Novalis fit en effet siennes
les idées d'un courant mathématique du tournant du siècle, l'École
combinatoire, qui eut un certain succès en Allemagne. L'idée, érigée en
programme par son fondateur, Karl Friedrich Hindenburg, était d'essayer de
fonder les mathématiques sur un système de combinaisons de symboles,
l'analyse combinatoire. Hindenburg était fasciné par la fécondité du
binôme de Newton et semble avoir cru que s’il était possible de démontrer
la formule du binôme par des moyens uniquement combinatoires, il serait
peut-être possible de l'appliquer au reste des mathématiques. Novalis fait
souvent allusion à I'École combinatoire dans ses fragments, notamment en
relation avec la poésie.
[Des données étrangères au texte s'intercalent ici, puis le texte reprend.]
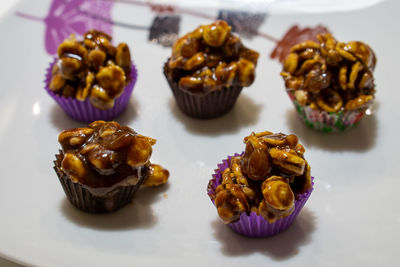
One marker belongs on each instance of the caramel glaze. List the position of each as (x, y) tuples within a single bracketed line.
[(106, 154)]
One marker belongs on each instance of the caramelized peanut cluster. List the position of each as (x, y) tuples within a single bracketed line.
[(105, 153), (92, 68), (265, 179), (210, 58), (330, 75)]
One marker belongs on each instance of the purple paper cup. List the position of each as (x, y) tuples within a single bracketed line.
[(203, 106), (84, 110), (254, 225), (99, 201), (329, 122)]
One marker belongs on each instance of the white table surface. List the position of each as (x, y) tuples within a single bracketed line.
[(5, 7)]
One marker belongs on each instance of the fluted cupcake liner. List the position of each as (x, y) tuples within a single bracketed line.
[(253, 225), (329, 121), (85, 200), (84, 110), (204, 106)]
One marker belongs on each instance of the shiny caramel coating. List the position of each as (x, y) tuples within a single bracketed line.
[(265, 179), (231, 202), (91, 69), (214, 49), (157, 176), (105, 153), (278, 199), (328, 74)]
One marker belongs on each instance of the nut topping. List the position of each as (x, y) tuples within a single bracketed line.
[(328, 75), (266, 179), (211, 58), (105, 153), (91, 69)]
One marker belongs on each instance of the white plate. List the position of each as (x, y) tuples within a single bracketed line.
[(351, 219)]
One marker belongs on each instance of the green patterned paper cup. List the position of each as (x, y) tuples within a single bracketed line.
[(329, 121)]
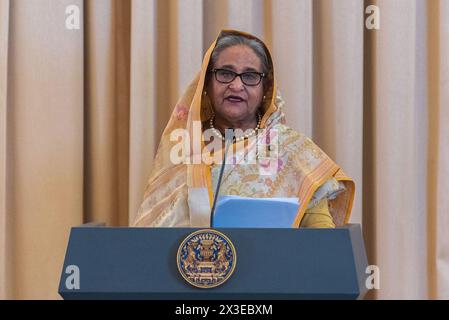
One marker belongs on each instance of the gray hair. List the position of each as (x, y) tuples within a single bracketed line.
[(231, 40)]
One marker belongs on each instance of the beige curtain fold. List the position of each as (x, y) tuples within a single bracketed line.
[(81, 113)]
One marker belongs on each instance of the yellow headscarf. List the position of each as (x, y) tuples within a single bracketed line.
[(181, 194)]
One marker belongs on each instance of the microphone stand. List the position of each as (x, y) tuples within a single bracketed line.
[(228, 141)]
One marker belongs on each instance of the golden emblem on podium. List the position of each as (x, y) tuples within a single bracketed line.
[(206, 258)]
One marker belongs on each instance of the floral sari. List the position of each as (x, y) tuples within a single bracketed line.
[(181, 194)]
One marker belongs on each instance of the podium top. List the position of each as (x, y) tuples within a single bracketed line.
[(140, 263)]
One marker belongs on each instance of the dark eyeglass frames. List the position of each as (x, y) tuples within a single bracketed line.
[(249, 78)]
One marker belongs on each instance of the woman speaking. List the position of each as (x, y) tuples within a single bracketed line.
[(236, 89)]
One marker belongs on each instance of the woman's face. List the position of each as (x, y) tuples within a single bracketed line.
[(235, 101)]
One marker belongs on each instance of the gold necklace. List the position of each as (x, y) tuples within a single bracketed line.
[(241, 138)]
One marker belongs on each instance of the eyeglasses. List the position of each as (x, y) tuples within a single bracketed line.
[(250, 78)]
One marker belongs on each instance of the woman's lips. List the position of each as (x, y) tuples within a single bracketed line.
[(235, 99)]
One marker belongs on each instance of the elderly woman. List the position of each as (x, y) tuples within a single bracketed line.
[(236, 89)]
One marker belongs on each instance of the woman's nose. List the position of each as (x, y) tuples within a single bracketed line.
[(237, 84)]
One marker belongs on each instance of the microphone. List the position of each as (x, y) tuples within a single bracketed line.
[(229, 137)]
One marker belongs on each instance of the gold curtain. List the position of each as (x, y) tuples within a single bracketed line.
[(81, 112)]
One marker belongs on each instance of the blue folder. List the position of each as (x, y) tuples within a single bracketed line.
[(241, 212)]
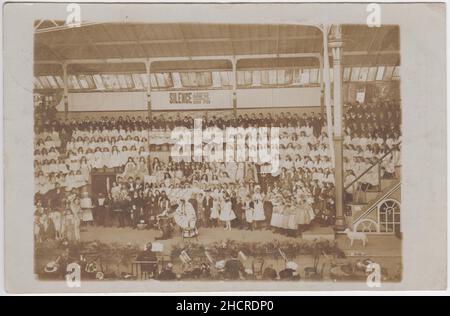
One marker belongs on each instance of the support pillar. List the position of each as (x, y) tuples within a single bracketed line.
[(149, 89), (66, 91), (234, 62), (336, 49)]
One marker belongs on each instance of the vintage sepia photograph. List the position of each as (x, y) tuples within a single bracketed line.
[(192, 151), (121, 189)]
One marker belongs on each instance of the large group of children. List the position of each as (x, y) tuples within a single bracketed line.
[(237, 194)]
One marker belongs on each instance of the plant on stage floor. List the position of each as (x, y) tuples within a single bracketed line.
[(224, 249)]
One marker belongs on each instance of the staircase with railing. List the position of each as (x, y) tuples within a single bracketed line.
[(374, 209)]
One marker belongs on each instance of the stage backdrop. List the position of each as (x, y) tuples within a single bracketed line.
[(193, 100)]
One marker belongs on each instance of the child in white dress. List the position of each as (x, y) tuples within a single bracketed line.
[(226, 213)]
Il semble qu'il ait envisagé une poésie
universelle, capable, à l'instar des ambitions de l'analyse combinatoire
de Hindenburg, d'exprimer l'infini, et peut-être même d'aller plus loin,
d'exprimer l'infini sous toutes ses formes, l'absolu.
Ce programme poétique sous
forme fragmentaire resta lettre morte, mais il faut souligner un point
fondamental: Novalis et Hindenburg vivaient à une époque et dans un pays
où l'aspiration romantique à l'unité commençait à fortement concurrencer
le criticisme kantien, c'est-à-dire dans un univers de pensée où l'idée
d'arriver à l'absolu par l’« intuition intellectuelle » (Fichte) n'avait
rien d’absurde. Tous deux baignaient dans une atmosphère d'illusion
romantique, et c’est peut-être à cette illusion que nous devons les
splendides fragments mathématico-poétiques de Novalis. Chez Novalis,
mathématiques et poésie se trouvent confondues dans une sorte d'union
mystique bien allemande, dont on pourrait peut-être trouver les premières
traces chez Maître Eckhart: pas d'effusion, mais un effort de réflexion
sans concessions, tentant toujours d'aller jusqu'à l'au-delà de
l'exprimable. La méthode combinatoire est au coeur même de la tentative
globalisante de Novalis, le style des fragments et les idées qui y sont
débattues en témoignent. Mais tout se passe sur le plan de la réflexion
pure, tout n'est que projet au sens propre du terme, la mise en
application est remise soit à un avenir inconnu, soit à un retour au passé
tout aussi incertain. La tentative de Novalis restera sans lendemain."